Hunter Muncy’s move to WVU Tech gave Mount View High School something McDowell County programs do not get often enough: a visible path from Welch to college baseball that stayed close to home. Surrounded by friends and family, Muncy signed his national letter of intent on May 12, 2026, turning a strong personal season into a concrete example of what local athletes can still reach after high school.
The milestone moments came against River View, where Muncy collected the 100th hit of his career and the 300th strikeout. Those numbers captured why he mattered so much to the Mount View Golden Knights. He was productive at the plate and dominant on the mound, the kind of player who could shape a game in several ways and give coach Joe Riffe a reliable option in both roles.
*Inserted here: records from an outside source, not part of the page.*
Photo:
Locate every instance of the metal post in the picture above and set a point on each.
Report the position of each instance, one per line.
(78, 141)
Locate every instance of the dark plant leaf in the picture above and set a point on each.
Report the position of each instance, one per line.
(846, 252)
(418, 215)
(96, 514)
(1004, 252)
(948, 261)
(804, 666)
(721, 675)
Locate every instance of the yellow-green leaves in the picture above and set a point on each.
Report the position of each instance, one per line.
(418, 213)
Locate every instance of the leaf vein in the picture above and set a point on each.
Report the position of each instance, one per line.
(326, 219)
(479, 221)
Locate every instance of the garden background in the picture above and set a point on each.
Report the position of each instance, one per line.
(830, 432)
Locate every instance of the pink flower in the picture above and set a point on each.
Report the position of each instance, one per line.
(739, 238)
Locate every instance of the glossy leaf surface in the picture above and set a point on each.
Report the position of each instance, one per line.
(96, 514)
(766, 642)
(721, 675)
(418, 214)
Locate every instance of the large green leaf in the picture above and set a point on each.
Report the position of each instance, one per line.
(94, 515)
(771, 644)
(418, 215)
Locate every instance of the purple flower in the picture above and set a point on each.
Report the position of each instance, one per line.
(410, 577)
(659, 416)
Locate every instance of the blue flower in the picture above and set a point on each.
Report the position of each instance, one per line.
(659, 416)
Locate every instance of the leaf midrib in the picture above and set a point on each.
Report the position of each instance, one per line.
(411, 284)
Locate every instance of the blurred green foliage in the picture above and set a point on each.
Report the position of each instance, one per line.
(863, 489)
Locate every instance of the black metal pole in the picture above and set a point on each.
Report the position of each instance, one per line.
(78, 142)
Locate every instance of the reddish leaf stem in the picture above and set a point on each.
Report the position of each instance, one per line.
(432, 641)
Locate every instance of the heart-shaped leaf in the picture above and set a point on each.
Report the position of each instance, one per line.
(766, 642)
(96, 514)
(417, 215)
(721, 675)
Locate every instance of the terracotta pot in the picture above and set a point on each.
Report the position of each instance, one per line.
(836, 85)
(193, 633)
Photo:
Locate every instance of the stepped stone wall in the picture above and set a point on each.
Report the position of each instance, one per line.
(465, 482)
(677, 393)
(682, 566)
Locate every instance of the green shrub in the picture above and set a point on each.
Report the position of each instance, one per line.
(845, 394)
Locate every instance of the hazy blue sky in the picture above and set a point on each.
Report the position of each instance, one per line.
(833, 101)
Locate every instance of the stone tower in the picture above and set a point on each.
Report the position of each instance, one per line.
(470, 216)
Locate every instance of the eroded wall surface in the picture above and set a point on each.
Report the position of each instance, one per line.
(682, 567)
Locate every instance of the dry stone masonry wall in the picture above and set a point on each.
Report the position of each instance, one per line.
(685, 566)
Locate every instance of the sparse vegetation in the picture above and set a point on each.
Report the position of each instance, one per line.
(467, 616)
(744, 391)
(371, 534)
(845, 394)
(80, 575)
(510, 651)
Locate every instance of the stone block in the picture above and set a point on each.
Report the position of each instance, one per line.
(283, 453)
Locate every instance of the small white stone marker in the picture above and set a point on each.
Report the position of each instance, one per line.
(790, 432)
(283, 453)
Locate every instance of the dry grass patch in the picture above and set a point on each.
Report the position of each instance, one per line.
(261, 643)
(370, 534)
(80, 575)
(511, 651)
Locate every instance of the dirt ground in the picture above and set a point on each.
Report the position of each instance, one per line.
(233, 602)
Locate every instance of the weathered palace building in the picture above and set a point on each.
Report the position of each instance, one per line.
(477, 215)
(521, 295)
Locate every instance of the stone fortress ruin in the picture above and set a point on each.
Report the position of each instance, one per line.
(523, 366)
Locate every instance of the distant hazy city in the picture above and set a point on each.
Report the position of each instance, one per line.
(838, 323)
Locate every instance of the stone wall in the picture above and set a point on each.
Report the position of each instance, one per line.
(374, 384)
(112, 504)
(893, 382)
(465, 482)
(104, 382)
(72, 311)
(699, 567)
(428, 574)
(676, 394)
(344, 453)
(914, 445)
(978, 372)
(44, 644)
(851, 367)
Muncy’s numbers from the 2025 regular season explain why his signing mattered beyond one afternoon in Welch. He hit .438, went 5-1 as a pitcher, posted a 1.97 ERA and struck out 60 batters in 39 innings. Mount View finished 13-6 in the regular season, and the Golden Knights won 10 or more games in back-to-back seasons for the first time since 2010-2011. For a program that spent years without much college baseball movement, the turnaround was significant.
Riffe said the program had spent four years preaching effort and hustle, and Muncy bought in to that approach. That mattered in a county where talent alone has not always been enough to keep players on a college track. Riffe also pointed to a long stretch when only a handful of Mount View players moved on to college baseball, making Muncy’s signing part of a broader reset for the program, not just a single athlete’s breakthrough.

Muncy will continue his career at WVU Tech in Beckley under head coach Lawrence Nesselrodt, keeping his next step in West Virginia and giving younger players in Mount View, Welch and across McDowell County a nearby example of what staying committed can produce. For a school and a county that have been working to rebuild athletic momentum, his signing stood as proof that the local pipeline can still carry players to the next level.